- North American Sega CD box art
- Developer: Digital Pictures
- Publisher: Digital Pictures
- Director: Heidi Holman
- Programmer: Richard Levine
- Platforms: Sega CD, MS-DOS, Macintosh, PlayStation 4, Windows
- Release: NA: November 1994; PAL: 1994; PS4, WindowsWW: July 28, 2022;
- Genre: FMV
- Mode: Single-player

= Kids on Site =

1994 video game

Kids on Site is a first-person simulation video game using full-motion video for its primary gameplay.

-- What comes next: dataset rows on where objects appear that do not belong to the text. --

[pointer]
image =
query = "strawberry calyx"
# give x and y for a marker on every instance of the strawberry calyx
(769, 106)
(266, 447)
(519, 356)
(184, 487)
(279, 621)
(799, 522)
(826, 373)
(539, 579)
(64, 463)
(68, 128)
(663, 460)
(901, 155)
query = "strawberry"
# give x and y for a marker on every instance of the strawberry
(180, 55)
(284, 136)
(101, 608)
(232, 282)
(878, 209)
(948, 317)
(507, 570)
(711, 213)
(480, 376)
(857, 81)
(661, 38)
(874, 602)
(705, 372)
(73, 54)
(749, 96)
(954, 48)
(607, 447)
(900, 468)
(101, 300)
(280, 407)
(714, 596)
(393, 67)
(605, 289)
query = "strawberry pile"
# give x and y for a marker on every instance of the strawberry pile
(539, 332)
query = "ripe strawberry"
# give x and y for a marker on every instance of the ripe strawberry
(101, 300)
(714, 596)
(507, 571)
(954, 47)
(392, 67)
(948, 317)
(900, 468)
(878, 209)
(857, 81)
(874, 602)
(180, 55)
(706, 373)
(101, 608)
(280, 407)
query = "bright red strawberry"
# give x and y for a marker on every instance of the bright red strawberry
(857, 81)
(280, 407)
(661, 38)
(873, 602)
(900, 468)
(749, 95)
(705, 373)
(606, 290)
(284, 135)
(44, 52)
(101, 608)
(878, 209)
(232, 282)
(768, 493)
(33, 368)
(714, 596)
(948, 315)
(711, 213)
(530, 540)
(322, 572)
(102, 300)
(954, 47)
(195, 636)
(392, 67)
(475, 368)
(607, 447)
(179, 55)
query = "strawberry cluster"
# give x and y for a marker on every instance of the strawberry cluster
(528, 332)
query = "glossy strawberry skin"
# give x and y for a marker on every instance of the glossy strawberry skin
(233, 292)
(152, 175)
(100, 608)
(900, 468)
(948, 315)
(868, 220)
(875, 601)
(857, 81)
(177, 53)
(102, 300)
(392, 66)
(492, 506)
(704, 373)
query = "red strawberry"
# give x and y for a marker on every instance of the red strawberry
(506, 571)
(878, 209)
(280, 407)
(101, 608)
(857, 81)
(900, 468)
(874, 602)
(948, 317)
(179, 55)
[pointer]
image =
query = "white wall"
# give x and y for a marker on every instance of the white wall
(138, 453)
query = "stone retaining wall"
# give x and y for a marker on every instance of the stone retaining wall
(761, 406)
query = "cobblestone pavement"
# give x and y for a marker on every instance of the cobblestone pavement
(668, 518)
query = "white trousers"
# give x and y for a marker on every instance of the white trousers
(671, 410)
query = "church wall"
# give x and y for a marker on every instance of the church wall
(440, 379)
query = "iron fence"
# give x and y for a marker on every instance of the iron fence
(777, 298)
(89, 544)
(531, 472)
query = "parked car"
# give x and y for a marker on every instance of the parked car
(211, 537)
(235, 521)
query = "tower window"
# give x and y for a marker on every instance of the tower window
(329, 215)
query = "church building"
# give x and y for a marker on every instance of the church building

It was produced for the Sega CD and ported to MS-DOS compatible operating systems and Mac. A 32X version was planned but never released. Versions for PlayStation 4 and Windows via Steam were re-released by Limited Run Games, Screaming Villains and Flash Film Works on June 14, 2022.

== Gameplay ==
This was a construction game for kids, where they watched videos and then got to "operate" heavy machinery on a construction site. This includes a steamroller, a wrecking ball, an excavator and a bulldozer.

== Development ==
The project was produced by Digital Pictures, directed by Heidi Holman and starred Larry Grennan, Scott McClain and Robin Joss. It was programmed by Richard Levine from a concept by Kevin Welsh.

== Reception ==
Kids on Site was awarded the "1995 Parents Choice Approval Award" and CD-ROM Magazine said it "captured all of the fun of playing with heavy machinery with the added advantage that your kids... won't come home full of dirt."